A new study into the diagnosis and management of sepsis highlights that much needs to be done to improve patient care. The report from the National Confidential Enquiry into Patient Outcome and Death (NCEPOD) confirms wide variability in the clinical presentation of sepsis and in its management in different healthcare settings.
The report estimates that 37,000 patients die with sepsis in the UK each year. Another 65,000 people survive episodes of severe sepsis, often with profound long-term complications that can include amputation and irreversible organ damage or neurological insult. It is a major cause of avoidable deaths and injuries. It is notable that the difficulty in defining sepsis may well mean that cases are under-recorded.
Sepsis develops when the body's response to an infection overwhelms the immune system. This leads to physiological changes such as raised temperature, respiratory rate and pulse. If left untreated, deterioration affects organ function and can be fatal. It is therefore vital to detect sepsis and begin treatment as soon as possible.
Given sepsis occurs as a response to infection, most cases are believed to develop in the community, with around a quarter occurring in patients who are already in hospital. The role of primary care is therefore key but the study also concludes that there must be more prompt recognition of the signs of sepsis in hospital care.
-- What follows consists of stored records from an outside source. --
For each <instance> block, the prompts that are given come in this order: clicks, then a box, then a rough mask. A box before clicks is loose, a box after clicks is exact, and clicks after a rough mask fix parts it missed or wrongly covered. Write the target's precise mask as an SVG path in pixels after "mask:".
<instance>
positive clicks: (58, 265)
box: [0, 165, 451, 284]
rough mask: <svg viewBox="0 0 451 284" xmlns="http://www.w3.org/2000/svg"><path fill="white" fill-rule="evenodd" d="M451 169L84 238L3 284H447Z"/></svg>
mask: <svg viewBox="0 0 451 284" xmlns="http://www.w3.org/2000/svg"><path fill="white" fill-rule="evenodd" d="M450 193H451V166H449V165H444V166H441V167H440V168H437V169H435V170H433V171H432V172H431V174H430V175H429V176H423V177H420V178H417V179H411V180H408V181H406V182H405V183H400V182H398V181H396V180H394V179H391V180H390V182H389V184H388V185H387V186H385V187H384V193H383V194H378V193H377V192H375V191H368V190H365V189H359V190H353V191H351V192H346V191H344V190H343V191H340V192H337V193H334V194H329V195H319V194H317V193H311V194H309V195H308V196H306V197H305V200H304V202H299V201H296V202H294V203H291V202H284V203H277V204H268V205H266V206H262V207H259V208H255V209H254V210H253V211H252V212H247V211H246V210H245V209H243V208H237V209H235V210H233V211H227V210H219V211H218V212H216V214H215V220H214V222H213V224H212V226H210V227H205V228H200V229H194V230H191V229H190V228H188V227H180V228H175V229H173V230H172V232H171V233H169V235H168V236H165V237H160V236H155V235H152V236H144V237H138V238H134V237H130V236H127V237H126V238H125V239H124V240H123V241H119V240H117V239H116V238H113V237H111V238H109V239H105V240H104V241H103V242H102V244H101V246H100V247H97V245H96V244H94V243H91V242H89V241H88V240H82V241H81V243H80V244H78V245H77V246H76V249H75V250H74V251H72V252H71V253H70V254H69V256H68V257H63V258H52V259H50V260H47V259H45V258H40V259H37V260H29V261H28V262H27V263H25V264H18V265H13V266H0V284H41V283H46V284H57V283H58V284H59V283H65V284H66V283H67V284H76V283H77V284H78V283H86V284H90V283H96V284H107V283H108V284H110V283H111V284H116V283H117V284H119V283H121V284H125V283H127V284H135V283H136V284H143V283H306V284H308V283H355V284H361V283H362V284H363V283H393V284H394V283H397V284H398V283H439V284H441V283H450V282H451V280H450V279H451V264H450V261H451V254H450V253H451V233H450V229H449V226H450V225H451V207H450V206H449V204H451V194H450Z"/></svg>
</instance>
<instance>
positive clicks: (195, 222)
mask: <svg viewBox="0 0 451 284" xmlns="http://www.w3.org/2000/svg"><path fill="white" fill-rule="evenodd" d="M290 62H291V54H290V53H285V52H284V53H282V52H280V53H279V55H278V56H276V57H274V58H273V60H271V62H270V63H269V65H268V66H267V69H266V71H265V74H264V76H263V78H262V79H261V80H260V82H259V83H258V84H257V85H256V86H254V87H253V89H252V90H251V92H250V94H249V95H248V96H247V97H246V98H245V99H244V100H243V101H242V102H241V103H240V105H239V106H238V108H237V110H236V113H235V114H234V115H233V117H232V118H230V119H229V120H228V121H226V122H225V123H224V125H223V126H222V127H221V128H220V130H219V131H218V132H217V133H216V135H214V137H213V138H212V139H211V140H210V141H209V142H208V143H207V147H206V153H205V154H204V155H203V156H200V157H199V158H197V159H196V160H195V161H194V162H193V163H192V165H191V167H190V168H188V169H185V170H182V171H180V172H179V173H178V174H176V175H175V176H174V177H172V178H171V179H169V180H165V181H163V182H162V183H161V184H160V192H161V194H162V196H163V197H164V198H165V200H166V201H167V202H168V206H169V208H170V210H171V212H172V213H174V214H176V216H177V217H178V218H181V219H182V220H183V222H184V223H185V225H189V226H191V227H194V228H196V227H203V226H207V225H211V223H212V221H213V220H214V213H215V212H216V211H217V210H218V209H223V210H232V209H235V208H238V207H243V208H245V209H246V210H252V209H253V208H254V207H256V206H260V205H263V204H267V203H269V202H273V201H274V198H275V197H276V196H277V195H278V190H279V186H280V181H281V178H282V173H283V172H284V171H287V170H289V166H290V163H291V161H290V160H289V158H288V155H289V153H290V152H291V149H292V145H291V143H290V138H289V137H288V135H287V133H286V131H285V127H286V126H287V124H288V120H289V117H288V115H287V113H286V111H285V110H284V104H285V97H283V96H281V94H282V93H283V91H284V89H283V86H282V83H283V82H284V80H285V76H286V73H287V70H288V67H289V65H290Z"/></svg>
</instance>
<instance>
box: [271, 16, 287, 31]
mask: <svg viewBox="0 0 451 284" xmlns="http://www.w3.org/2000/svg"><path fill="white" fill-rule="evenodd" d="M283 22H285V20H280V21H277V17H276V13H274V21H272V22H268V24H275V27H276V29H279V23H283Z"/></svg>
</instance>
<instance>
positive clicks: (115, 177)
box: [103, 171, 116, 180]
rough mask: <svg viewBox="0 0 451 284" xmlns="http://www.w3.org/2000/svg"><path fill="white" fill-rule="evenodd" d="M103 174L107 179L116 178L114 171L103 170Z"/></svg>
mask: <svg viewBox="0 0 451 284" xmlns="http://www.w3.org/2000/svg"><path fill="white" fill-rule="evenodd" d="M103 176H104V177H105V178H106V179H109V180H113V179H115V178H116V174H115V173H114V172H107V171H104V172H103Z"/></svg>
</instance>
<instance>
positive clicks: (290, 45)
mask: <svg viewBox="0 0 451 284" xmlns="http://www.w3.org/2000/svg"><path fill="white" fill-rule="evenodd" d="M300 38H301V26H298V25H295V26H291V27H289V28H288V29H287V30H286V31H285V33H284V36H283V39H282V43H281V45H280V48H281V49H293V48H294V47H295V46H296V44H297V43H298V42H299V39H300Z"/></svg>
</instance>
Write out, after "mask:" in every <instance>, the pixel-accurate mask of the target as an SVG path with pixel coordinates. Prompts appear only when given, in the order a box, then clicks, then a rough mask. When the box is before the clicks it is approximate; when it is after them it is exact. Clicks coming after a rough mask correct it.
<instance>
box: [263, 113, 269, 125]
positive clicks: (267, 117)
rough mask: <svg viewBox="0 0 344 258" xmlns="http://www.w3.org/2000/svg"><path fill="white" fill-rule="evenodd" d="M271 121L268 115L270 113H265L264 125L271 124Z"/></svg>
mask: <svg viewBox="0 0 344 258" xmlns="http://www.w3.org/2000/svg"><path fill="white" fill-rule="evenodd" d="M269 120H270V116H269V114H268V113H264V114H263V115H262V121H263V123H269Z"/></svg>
Of the cases reviewed, only 36.5% of patients received good clinical practice.
The report's authors recommend that all hospitals need a formal protocol to identify and treat patients with sepsis at an early stage. They highlight that better awareness among clinicians is imperative. GPs and hospitals should adopt an early warning system for reviewing acutely ill patients against relevant factors wherever sepsis is suspected. There should be proper safeguards to move these patients from primary to secondary care. In hospitals, a full set of vital sign observations should be taken and recorded.
Proper and timely use of antibiotics is essential and senior microbiology input should be available 24/7. Acutely ill patients should be seen by a consultant within a maximum of 14 hours after admission and there should be formal arrangements for the handover of patients from A&E to receiving teams.
Many of the recommendations seem to be common sense but the underlying statistics indicate that there is a lack of adequate awareness among clinicians to be alert to sepsis and its early treatment in many trusts. Raising awareness and standardisation of management of sepsis are vital if patient outcomes are to improve.